ナイショの約束 ~永久就職内定~
気がつけば1999年も終わりに近づきつつある11月。
イケちゃんとの関係は変わらず続いていた。
私の仕事は、派遣の契約が年末で終了になることになった。
次の仕事を探しつつ、収入が多くて、好きなことを仕事に出来そうと思った風俗も気になり始めていた。
いつものようにイケちゃんとSEXのあと、ジャグジーでまったり。
そんな時に仕事の相談をしてみた。
「稀琳って、本当にSEX好きだよな~
SEXを仕事にしちゃったら、戻れなくなるぞ!」
「私はイケちゃんとのSEXが好きなだけだよ。
誰とでもしたいなんて思ってないのにな~」
ちょっと、ふくれっ面になってみた。
イケちゃんは、後ろから抱きしめて私の胸を優しく揉みながら
「稀琳の身体を、俺の知らない男が触るのって
なぁ~んかイヤだなぁ~」
「本気でそう思ってる?」
「ウン、本気で思ってる!」
「でもさ、事務系も保育系もイイ求人がなくてね…
保育なんて、資格がないからほぼゼロだしさ。
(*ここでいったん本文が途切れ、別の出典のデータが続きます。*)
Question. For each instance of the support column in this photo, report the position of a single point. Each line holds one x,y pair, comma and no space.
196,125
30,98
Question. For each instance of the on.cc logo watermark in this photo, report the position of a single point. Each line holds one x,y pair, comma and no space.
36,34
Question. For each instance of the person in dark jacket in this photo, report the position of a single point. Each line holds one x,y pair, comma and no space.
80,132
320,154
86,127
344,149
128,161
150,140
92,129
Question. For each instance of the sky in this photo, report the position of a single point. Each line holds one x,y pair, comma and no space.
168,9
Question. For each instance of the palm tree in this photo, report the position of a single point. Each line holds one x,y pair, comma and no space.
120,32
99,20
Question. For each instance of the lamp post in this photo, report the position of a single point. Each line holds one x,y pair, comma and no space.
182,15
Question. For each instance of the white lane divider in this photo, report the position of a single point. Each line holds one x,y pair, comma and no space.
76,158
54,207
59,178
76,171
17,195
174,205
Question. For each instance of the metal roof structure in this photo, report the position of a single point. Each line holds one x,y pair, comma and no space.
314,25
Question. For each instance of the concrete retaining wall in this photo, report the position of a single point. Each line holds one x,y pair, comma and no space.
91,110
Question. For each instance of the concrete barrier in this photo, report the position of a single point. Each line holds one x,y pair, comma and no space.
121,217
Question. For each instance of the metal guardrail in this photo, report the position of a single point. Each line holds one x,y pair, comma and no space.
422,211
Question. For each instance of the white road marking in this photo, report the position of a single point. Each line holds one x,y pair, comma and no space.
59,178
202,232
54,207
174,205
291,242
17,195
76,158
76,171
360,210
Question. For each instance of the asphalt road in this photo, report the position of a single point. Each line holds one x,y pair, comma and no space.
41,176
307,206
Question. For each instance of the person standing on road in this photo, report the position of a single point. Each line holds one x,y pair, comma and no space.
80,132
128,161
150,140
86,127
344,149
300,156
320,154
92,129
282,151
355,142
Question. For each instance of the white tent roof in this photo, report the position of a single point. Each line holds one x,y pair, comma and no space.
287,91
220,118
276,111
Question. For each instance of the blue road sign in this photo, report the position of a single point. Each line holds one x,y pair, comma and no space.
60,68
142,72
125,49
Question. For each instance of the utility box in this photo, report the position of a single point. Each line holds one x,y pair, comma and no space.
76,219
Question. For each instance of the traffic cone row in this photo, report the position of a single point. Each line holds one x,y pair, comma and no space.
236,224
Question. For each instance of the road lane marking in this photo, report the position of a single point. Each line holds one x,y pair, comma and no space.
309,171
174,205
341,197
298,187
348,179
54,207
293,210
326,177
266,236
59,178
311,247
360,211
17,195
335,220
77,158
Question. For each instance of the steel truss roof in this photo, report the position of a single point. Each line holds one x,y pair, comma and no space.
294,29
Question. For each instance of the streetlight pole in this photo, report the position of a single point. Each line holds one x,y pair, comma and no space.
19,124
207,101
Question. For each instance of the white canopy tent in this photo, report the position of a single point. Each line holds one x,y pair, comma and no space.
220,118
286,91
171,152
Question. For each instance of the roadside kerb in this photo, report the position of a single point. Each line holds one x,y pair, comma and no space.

」
イケちゃんは少し考えたあとに、
「イイコト思い付いたぞ!」
と私を自分の方に向かせて、私の頬を両手で包み込んだ。
「イイコトってナニ?」
「センパイと付き合って、結婚しちゃえよ!
永久就職しちゃえばいいんだよ!」
私は目が点になっていたに違いない。
なんで、ビリヤードを一緒に組まされた、あんなチビのオッサンと付き合わなきゃいけないの?
せめてヒカルくんだったらいいのに…
「イヤだよ!
ヒカルくんだったら考えるけどさぁ~」
と答えた私。
イケちゃんは間髪入れず
「ヒカルはダメ!
アイツはO型で、俺と血液型が違うから!
もし俺の子を妊娠しても、
同じA型のセンパイならわからないからさ!」
「そういうこと?
でもね、あのセンパイはちょっと無理だなぁ~」
「なんで?
次男だし、金はそこそこ持ってるし・・・
鈍感だから、俺との関係に気がつかないよ!
イイ物件だと思うんだけどな~」
イケちゃんは、メッチャ推薦してくるけど、私にはその気になれない。
「永久就職するくらいなら、風俗の面接に行くわ!」
と言い捨てて、ジャグジーから出る私。
それを見てイケちゃんは何も言わずに私を見ているだけ。
着替えて、身支度を整えていたら、イケちゃんがやっとジャグジーから出てきた。
まだ濡れている状態で、抱きしめられた。
「稀琳、ゴメンね。
でも風俗だけは行かないで欲しいんだよ。
俺の知らないところで、稀琳がイクのがイヤなんだ。」
私は言葉を発せずに、ウンウンと頷くだけ。
「実はね、センパイが稀琳のことが
気になってるらしいんだ。
ビリヤードの後から、連絡先を教えろって
何度も言われててさ・・・
稀琳がイヤなら連絡先を教えないけど、
本当にダメ?
センパイなら稀琳のことを
幸せにしてくれると思えるんだよ」
「イケちゃんは、本気でそう思ってるの?
あの人と私がSEXしても、なんとも思わないの?
あの人との間に子どもが出来てもイイと思ってるの?」
私は半ベソで、イケちゃんに確認してみた。
イケちゃんは私の肩を優しく掴んで
「本気で思ってるよ。
前にも言ったでしょ。
俺は稀琳に幸せになって欲しいんだよ。」
イケちゃんは、いつものキスをしてくれた。
「じゃあ、私の携帯番号を伝えていいよ。」
イケちゃんは、私の頭をポンポンしながら
「明日にでも伝えるよ!
センパイからの連絡を待っててね!」
と笑顔になった。
これは1999年11月初めの頃のエピソード。
イケちゃんのセンパイから連絡があったのは、10日後位だった。
実は、このセンパイが私のダンナになるとは、この頃は全く思っていませんでした。